IL s’édifie trop souvent sur le mirage de la statuaire et l'éclat trompeur d’une souveraineté absolue. Le piédestal du puissant n'est jamais sculpté dans le marbre immuable, mais façonné de corps inclinés et de consciences fléchies. C'est dans le miroir de la soumission d'autrui que l'autorité puise sa force factice, oubliant que l'élévation d'un seul homme n'est que la somme des agenouillements qui l'entourent.

Cette dissymétrie sociale engendre une ivresse métaphysique chez celui qui gouverne, lui masquant sa propre finitude.

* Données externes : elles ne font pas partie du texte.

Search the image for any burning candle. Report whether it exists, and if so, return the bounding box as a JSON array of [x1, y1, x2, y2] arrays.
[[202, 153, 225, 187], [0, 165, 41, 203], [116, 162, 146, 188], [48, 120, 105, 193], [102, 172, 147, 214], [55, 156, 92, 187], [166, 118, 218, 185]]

Pourtant, la servitude n'est qu'un équilibre précaire, un grand silence de plomb qui accumule les orages à l'ombre du trône. Que le monarque d'argile garde l'œil ouvert, car l'histoire s'éveille toujours à l'instant précis où la multitude décide enfin de se redresser pour regarder le ciel.

Comprenez donc que l'autorité sans la justice n'est qu'un exil doré suspendu au-dessus d'un abîme de rancœurs. Lorsque les peuples se relèvent, la hauteur de la chute mesure exactement la profondeur du mépris passé. La véritable grandeur d'un chef ne se calcule pas au nombre de fronts qui touchent la poussière devant lui, mais à la quantité d'hommes qu'il a rendus capables de marcher debout.